When I create my own Prisma extension using Prisma.defineExtension(), it works perfectly fine with no TypeScript issues:
This works (another custom extension):
export const existsExtension = Prisma.defineExtension({
name: 'exists-extension',
model: {
$allModels: {
async exists<T>(this: T, where: Prisma.Args<T, 'findFirst'>['where']): Promise<boolean> {
const context = Prisma.getExtensionContext(this);
const count = await context['count']({
where,
take: 1
} as Prisma.Args<T, 'count'>);
return count > 0;
}
}
}
});
// No errors at all
const client = prisma.$extends(existsExtension);This breaks (prisma-extension-redis):
import { PrismaExtensionRedis } from "prisma-extension-redis";
const redisCacheExtension = PrismaExtensionRedis({
config: cacheConfig,
client: redisClient,
});
// TypeScript error about non-portable types
const client = prisma.$extends(redisCacheExtension);My Setup
- NestJS: 10.0.0
- @prisma/client: 6.5.0
- prisma: 6.5.0
- prisma-extension-redis: 2.1.1
- TypeScript: 5.5.4
What I think is happening
It looks like prisma-extension-redis isn't using Prisma.defineExtension() to create the extension properly. This causes TypeScript to infer really complex internal types that reference deep Prisma runtime paths, making them "non-portable."
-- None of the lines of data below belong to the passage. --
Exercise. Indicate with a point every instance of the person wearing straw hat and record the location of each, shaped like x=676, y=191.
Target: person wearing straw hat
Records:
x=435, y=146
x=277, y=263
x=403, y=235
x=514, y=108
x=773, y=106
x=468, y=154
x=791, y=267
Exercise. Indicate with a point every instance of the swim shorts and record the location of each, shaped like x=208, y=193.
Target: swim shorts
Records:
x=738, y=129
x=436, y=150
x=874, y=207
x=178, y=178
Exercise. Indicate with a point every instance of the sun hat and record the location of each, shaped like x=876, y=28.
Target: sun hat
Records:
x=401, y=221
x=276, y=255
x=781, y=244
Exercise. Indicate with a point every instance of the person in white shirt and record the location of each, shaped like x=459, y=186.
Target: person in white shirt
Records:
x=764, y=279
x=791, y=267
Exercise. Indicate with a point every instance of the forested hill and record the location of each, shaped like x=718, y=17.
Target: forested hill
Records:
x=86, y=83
This breaks type inference and causes alot of errors.
Could the extension be refactored to use Prisma.defineExtension() like other Prisma extensions? This would fix the type inference issues and make it work properly with TypeScript projects, especially in NestJS where proper typing is important.
Or am I missing another detail or a workaround?